# Simple harmonic motion: origin of the formula v^2=w^2(a^2-x^2)

• Jul 24th 2009, 07:00 PM
Simple harmonic motion: origin of the formula v^2=w^2(a^2-x^2)
I forgot how this formula $\displaystyle v^2=w^2(a^2-x^2)$ comes in the simple harmonic motion. I mean $\displaystyle v^2=w^2 r^2$ but then how do you substitute $\displaystyle (a^2-x^2)$ in place of r^2. Something to do with circles. Just couldn't find in the M3 book.

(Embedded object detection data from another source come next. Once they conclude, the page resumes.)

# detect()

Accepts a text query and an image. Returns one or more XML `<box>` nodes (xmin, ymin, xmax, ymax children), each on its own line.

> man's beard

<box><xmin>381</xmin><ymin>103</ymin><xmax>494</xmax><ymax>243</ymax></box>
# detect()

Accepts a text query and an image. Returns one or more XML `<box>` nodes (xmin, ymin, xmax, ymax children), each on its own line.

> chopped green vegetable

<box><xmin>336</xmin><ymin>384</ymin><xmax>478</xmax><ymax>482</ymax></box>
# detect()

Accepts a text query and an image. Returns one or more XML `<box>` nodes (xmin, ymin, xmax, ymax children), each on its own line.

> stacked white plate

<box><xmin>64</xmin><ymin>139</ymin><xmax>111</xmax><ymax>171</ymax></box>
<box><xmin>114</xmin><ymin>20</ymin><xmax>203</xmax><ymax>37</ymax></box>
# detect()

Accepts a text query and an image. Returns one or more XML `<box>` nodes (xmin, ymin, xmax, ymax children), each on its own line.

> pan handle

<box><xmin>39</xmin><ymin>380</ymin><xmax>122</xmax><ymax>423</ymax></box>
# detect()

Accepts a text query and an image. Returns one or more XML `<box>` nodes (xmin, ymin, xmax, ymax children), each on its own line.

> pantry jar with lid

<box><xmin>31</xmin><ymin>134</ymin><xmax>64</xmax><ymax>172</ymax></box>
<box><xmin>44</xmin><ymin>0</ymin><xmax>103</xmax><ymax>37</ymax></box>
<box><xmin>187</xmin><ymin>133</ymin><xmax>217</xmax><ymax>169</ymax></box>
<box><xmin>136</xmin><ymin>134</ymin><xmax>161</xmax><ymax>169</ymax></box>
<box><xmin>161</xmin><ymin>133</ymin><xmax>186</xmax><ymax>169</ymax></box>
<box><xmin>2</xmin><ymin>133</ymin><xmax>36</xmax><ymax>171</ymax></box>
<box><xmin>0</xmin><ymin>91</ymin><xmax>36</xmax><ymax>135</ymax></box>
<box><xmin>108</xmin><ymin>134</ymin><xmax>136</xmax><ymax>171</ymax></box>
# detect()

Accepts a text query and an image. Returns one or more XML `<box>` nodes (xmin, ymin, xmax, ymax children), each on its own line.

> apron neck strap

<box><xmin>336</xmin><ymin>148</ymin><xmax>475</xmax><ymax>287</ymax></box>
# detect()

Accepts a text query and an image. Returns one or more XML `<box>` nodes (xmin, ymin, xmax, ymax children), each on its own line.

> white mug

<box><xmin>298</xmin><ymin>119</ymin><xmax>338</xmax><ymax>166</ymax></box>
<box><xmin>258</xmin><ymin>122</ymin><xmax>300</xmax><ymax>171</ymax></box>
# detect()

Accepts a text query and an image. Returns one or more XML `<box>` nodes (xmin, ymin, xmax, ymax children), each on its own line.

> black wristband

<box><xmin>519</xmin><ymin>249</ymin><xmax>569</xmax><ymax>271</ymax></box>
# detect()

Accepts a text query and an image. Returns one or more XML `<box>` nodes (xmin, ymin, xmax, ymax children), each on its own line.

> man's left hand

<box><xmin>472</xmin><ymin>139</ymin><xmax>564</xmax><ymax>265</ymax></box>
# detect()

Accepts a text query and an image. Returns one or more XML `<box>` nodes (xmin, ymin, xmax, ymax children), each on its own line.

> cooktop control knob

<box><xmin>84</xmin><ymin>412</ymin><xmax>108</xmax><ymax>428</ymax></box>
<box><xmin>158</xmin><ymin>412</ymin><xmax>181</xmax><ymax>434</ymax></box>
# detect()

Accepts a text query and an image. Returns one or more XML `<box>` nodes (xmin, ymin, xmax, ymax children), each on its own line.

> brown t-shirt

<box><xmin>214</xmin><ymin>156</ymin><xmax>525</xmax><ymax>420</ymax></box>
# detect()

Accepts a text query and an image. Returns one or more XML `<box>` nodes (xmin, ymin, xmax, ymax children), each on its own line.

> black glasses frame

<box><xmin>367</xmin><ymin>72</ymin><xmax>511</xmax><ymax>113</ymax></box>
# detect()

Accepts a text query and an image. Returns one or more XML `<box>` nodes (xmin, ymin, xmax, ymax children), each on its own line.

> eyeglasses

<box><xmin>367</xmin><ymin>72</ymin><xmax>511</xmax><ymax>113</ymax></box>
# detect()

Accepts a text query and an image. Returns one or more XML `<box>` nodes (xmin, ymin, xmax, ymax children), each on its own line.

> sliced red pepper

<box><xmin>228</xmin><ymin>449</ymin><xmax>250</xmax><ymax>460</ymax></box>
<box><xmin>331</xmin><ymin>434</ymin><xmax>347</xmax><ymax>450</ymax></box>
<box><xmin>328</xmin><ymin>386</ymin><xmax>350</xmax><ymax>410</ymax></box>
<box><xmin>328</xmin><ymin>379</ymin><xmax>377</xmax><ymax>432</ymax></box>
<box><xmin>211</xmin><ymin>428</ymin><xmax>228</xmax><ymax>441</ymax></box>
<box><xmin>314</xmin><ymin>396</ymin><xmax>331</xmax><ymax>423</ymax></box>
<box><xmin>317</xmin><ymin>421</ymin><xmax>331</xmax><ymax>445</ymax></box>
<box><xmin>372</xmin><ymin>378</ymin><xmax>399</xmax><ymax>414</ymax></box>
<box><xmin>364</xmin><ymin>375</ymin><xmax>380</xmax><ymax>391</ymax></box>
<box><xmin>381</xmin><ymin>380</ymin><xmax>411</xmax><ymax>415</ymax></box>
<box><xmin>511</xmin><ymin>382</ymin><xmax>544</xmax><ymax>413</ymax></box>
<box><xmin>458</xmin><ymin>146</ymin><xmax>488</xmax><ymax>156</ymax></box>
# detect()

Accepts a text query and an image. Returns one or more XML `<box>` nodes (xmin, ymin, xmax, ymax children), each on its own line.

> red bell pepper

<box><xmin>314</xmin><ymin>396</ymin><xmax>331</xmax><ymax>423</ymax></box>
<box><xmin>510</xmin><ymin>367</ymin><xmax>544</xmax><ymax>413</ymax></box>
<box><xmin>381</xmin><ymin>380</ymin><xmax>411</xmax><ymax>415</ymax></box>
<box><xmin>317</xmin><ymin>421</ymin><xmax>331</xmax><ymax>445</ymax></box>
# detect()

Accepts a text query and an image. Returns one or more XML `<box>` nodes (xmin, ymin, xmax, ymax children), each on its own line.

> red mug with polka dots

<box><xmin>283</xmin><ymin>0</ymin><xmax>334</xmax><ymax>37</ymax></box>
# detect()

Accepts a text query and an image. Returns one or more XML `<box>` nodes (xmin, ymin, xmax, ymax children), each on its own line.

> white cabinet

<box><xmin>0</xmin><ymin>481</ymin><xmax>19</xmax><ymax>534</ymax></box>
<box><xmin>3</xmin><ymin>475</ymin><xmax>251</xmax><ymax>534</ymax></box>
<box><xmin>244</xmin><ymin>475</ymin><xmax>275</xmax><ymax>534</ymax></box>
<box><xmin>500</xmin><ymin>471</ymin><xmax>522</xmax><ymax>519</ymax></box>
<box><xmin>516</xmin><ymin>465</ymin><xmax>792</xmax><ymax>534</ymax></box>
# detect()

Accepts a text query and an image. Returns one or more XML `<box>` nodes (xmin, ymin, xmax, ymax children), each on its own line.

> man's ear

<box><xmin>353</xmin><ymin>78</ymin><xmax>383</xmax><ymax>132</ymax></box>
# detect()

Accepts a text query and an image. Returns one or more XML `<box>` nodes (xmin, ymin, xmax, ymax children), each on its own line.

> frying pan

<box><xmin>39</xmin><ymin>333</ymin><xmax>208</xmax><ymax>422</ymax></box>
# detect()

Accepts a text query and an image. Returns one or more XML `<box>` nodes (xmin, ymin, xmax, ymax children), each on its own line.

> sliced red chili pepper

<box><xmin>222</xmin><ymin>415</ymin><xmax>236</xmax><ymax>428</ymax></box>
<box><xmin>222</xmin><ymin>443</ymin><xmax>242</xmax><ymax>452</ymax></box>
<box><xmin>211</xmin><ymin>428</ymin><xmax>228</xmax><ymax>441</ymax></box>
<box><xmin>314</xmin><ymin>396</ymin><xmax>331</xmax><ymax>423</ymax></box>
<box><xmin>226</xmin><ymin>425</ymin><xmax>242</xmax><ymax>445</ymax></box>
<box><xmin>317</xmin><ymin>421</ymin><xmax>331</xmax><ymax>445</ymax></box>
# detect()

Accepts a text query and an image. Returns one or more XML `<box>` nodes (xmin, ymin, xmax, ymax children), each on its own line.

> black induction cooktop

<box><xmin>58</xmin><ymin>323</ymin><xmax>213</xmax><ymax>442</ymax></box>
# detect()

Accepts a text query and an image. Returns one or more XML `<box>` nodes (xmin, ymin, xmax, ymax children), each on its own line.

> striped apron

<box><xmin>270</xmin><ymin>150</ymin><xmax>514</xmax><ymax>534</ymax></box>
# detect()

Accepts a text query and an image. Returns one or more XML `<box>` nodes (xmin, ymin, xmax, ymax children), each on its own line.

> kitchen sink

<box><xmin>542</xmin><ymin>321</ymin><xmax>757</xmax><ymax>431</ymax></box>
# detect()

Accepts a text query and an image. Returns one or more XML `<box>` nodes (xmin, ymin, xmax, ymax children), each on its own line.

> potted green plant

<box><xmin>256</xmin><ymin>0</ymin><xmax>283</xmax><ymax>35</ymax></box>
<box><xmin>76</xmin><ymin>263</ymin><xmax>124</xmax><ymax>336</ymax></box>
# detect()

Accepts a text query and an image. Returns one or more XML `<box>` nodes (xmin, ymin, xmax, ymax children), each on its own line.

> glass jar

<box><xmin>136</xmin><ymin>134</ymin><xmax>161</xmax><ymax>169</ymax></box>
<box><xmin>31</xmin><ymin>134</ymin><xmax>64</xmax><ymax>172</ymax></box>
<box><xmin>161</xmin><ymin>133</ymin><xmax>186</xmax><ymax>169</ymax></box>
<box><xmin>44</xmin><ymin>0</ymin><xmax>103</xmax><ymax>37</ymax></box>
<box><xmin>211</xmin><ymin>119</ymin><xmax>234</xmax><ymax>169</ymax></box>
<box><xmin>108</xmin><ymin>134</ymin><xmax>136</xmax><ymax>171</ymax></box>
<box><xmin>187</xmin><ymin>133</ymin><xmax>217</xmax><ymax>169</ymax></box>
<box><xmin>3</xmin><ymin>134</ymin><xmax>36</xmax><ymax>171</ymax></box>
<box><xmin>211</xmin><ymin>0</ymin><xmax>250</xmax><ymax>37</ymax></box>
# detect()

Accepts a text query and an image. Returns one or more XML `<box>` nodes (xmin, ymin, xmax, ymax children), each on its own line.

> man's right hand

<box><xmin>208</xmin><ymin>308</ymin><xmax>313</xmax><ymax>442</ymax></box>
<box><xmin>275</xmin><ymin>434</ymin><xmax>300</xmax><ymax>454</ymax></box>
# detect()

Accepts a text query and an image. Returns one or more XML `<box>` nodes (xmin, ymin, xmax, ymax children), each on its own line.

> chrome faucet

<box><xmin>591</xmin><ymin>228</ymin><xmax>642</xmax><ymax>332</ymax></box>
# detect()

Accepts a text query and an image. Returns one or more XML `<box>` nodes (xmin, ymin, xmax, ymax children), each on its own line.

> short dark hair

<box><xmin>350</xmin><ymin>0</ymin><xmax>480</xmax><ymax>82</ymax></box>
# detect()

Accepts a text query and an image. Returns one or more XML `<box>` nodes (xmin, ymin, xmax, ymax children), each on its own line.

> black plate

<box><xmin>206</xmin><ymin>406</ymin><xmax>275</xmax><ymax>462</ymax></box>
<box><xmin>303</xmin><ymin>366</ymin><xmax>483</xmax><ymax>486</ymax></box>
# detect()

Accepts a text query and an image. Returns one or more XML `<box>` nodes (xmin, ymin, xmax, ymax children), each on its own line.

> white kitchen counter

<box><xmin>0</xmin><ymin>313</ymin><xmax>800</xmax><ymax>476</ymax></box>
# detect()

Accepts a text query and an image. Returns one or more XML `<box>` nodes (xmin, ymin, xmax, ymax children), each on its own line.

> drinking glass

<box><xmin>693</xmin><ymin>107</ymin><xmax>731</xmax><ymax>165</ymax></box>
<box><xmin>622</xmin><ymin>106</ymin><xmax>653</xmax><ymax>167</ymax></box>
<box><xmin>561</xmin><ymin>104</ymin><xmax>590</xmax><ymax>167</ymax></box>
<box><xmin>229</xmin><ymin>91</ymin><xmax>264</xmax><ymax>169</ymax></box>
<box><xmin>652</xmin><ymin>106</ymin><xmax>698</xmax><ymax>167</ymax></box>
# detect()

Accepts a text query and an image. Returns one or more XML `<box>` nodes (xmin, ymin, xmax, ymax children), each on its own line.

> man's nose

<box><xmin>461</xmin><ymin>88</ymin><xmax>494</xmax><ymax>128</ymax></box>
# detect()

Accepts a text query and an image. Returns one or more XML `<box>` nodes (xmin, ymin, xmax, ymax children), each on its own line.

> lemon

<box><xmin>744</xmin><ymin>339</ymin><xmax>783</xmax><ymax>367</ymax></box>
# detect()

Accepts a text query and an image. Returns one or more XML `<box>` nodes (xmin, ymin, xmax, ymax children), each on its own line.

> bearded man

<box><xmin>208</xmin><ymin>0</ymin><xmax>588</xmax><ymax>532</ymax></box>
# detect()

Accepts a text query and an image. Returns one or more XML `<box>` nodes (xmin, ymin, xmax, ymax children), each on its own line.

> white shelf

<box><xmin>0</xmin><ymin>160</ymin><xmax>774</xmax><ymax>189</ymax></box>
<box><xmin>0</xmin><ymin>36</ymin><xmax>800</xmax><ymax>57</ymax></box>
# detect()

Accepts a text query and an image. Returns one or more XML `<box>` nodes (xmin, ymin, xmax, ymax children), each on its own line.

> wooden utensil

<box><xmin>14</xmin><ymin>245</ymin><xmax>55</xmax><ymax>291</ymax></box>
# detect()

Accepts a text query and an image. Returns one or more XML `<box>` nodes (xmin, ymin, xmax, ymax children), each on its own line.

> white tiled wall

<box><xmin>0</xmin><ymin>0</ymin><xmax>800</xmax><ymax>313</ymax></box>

Please help me or give me some links where i can find this formula.(Happy)
• Jul 24th 2009, 10:55 PM
mr fantastic
Quote:

I forgot how this formula $\displaystyle v^2=w^2(a^2-x^2)$ comes in the simple harmonic motion. I mean $\displaystyle v^2=w^2 r^2$ but then how do you substitute $\displaystyle (a^2-x^2)$ in place of r^2. Something to do with circles. Just couldn't find in the M3 book. Please help me or give me some links where i can find this formula.(Happy)
I'd start from the definition: $\displaystyle ma = - kx$ where a is the acceleration. Therefore solve the following differential equation for v (v is velocity): $\displaystyle \frac{d}{dx} \left(\frac{v^2}{2} \right) = - \frac{k}{m} x$.